Observations From the Bedroom Window

A GAY ALLEGIANCE


Several years ago a gay friend for whom I’d been doing some substantial re-modelling vacationed in the Faroe Islands. He loved that country’s flag, its colors and composition and, having purchased one at a gift shop, he brought it home and hung it from a forty-foot flagpole in his front yard. Back then we had a larger community of intolerance than, thank goodness, we do now. Jake lived openly with his partner.

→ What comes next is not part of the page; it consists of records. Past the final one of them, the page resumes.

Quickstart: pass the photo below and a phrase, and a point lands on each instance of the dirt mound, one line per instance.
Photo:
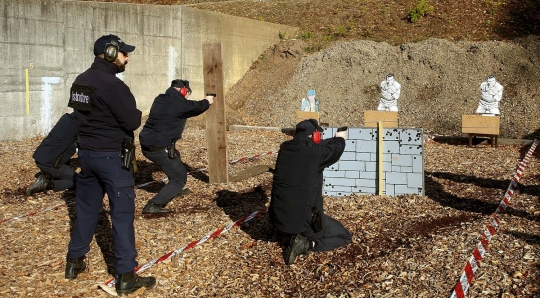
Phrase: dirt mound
(440, 83)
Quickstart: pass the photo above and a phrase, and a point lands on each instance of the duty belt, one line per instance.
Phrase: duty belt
(153, 149)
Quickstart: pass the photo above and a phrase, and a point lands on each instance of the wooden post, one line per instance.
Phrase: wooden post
(380, 156)
(216, 128)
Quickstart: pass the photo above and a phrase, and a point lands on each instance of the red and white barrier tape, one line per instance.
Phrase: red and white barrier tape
(466, 279)
(137, 186)
(108, 285)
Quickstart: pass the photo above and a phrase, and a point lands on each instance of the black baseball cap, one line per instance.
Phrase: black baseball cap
(308, 126)
(105, 40)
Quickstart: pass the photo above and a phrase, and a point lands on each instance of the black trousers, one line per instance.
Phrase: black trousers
(333, 235)
(176, 173)
(101, 172)
(63, 177)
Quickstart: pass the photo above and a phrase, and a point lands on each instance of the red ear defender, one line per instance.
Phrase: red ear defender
(316, 137)
(183, 91)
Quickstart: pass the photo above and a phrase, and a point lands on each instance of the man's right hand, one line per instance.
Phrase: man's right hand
(342, 134)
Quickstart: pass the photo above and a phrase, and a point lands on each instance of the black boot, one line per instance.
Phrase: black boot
(298, 245)
(130, 282)
(74, 266)
(153, 208)
(40, 185)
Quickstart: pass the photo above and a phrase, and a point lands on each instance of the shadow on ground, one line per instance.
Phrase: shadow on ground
(436, 192)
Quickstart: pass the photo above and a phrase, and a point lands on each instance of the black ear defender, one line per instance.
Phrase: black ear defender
(111, 50)
(316, 136)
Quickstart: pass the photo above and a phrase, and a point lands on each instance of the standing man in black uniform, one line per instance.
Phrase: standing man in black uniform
(296, 206)
(165, 124)
(106, 115)
(53, 157)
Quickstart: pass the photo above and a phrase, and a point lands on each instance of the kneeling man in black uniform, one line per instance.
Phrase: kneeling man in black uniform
(296, 206)
(165, 124)
(53, 157)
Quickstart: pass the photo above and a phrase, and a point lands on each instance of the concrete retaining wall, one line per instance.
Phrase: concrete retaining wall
(53, 41)
(357, 169)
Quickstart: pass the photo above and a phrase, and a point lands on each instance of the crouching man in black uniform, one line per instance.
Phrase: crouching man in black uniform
(106, 115)
(53, 157)
(165, 124)
(296, 206)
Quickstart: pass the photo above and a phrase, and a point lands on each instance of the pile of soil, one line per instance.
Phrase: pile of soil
(440, 82)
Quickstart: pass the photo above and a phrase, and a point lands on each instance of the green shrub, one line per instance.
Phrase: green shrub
(422, 9)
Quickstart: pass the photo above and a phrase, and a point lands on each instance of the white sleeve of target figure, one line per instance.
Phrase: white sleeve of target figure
(498, 92)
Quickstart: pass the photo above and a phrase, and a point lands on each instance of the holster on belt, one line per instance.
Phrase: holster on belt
(316, 220)
(128, 154)
(171, 149)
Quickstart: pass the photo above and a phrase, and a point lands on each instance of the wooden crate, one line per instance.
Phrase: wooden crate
(480, 125)
(389, 119)
(301, 115)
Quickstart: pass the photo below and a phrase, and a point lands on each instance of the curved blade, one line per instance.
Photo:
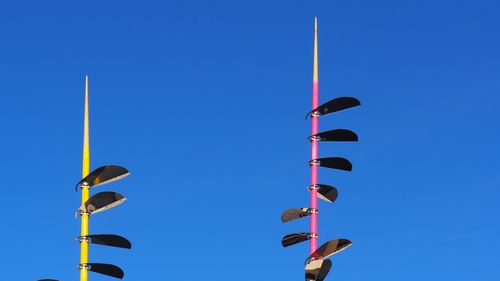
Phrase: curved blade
(103, 175)
(101, 202)
(318, 270)
(335, 105)
(336, 135)
(327, 193)
(109, 240)
(338, 163)
(329, 248)
(106, 269)
(294, 238)
(293, 214)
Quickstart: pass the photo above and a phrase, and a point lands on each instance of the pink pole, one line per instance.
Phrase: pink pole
(314, 146)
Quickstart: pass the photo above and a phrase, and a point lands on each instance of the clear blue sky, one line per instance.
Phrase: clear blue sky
(204, 102)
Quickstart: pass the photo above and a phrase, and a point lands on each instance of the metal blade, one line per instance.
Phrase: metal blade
(335, 135)
(294, 238)
(335, 105)
(109, 240)
(338, 163)
(293, 214)
(329, 248)
(102, 201)
(318, 270)
(103, 175)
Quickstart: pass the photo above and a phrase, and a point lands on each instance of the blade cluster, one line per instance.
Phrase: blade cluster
(100, 202)
(317, 264)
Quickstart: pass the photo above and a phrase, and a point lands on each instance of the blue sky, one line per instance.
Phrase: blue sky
(204, 102)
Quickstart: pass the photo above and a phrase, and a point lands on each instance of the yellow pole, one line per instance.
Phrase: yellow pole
(84, 245)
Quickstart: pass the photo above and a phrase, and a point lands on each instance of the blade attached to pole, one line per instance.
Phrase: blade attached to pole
(101, 202)
(329, 248)
(318, 270)
(103, 175)
(295, 238)
(105, 269)
(295, 213)
(326, 192)
(335, 135)
(338, 163)
(334, 105)
(108, 240)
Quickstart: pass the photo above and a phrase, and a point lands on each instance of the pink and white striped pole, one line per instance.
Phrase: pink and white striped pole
(314, 147)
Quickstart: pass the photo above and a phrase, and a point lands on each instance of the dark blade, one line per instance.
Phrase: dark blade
(336, 135)
(103, 175)
(338, 163)
(294, 238)
(102, 201)
(328, 249)
(318, 270)
(106, 269)
(293, 214)
(109, 240)
(327, 193)
(335, 105)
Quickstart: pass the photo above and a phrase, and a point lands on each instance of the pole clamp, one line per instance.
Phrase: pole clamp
(82, 185)
(313, 235)
(314, 162)
(83, 239)
(313, 186)
(83, 266)
(313, 211)
(315, 138)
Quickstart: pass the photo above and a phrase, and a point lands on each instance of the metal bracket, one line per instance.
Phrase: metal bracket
(83, 266)
(313, 211)
(313, 235)
(314, 138)
(83, 239)
(313, 186)
(314, 163)
(82, 186)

During a regularly scheduled Selectmen’s meeting the Board was considering his appointment to the Park Commission. A fellow Board member registered an oblique objection. When pressed, he blurted out, “Do you know what you’re doing? Put him on the Park Commission, in charge of where kids hang out? Have you seen that flag?” “Flag?” I asked, puzzled. “That queer pride flag he’s got flying right in our face,” he stammered. Although he was corrected to understand that the correct term was Gay Pride not queer pride, and informed of the flag’s real origin, the word only got out to those who paid attention. If our local rednecks were among them, the fact that it a Faroe Islands Flag and not a Gay Pride Flag was apparently unpersuasive.
A few days later, late at night, a few of them ran a rope from their pick-up truck to Jake’s flagpole and pulled it over and into the road. The next morning, quite early, as an employee and I were headed to work, we found the pole lying on road, obstructing our passage, and bent, about ten feet from the base, nearly ninety degrees, that juncture where it had succumbed to the truck before being yanked out of the ground. Recognizing it for the vandalism that it was, we lashed it to my own truck, took it to my shop and tried to bend it back straight but the best we could do was create another bend a couple of feet from the first so that when we put it back in the ground, the pole went up ten feet, then horizontal a couple of feet or so, and then vertical again. When Jake woke up later that morning and looked out the window, the Faroe Islands Flag was flying, as always, but it was clearly a foot lower than it always had been and a few degrees farther to the westward. He called my house, quite concerned that my carpentry work had gone horribly wrong since his house was suddenly a foot higher than it had been when he went to bed and seemed to have shifted a little to the east.